Mengeruk daging kelapa berwarna putih, keringat Ava mentes sebiji-sebiji. Udara siang terasa terik. Pembeli es degan datang hanya dua ekor, tapi bungkus nggak nanggung-nanggung. Masing-masing lima dan sepuluh bungkus. Mana daging kelapa yang sudah dikerok habis pula stoknya. Coba tangannya ini tak harus mungil amat. Bisa juga ia bantu membelah kelapa yang berserakan macam perasaan ketemu mantan, di bawah gerobak.

"Kak, diminum sini ya. Dua."

Ava mengangkat wajah, membalas pembeli ketiga. "Ah, silahkan duduk dulu ya."

Senyum yang Ava pasang, surut karena terkejut. Dahinya mengernyit, bersamaan dengan lawan bicaranya.
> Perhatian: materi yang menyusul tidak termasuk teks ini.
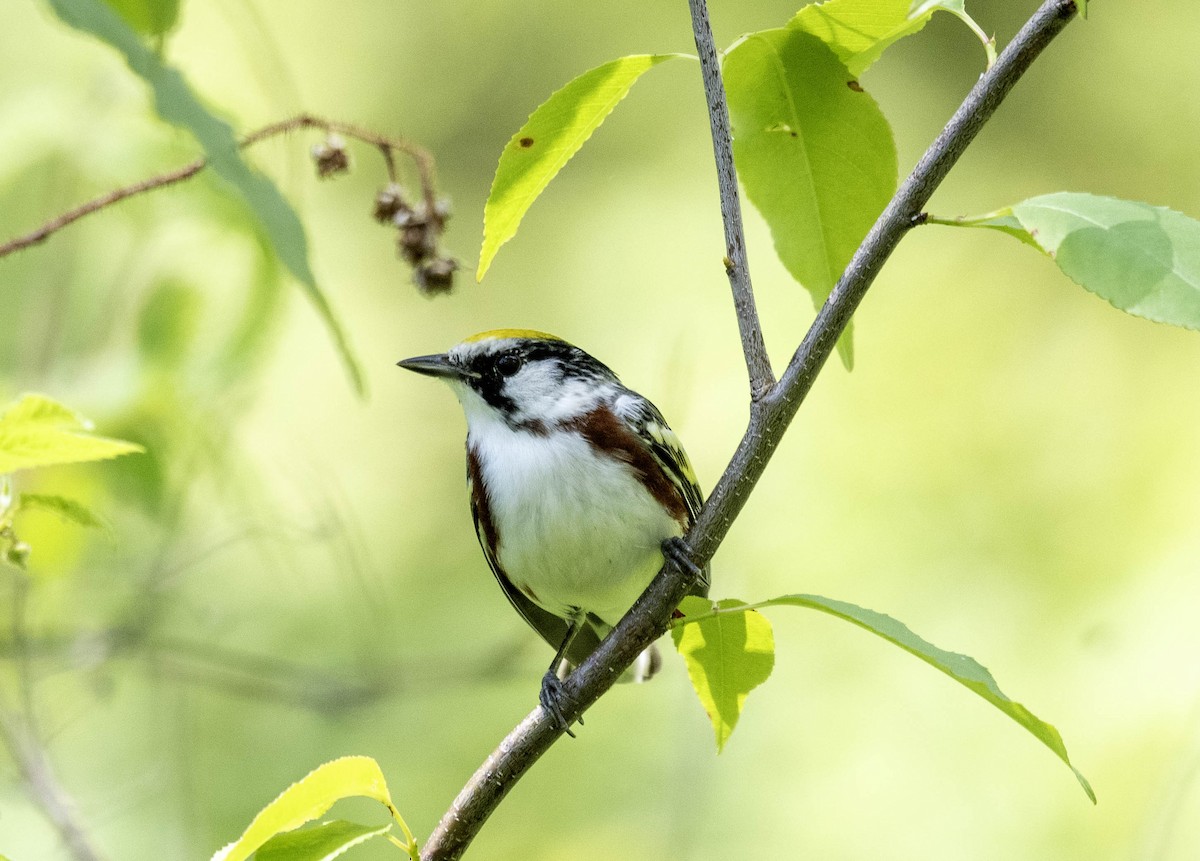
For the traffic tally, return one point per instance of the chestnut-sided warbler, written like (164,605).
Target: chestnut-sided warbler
(577,488)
Keduanya sama-sama kaget.

"Dara?"

"Kak Ava?"

***

"Yes, Sir!"

Desahan itu menggema lagi, hingga jerit tertahan karena bungkaman lidah dan bibir sang tuan. Di bawahnya, gadis berambut ombre tengah memejam dengan keringat mengkilat diterpa cahaya matahari yang menerobos tanpa celah melewati jendela apartemen.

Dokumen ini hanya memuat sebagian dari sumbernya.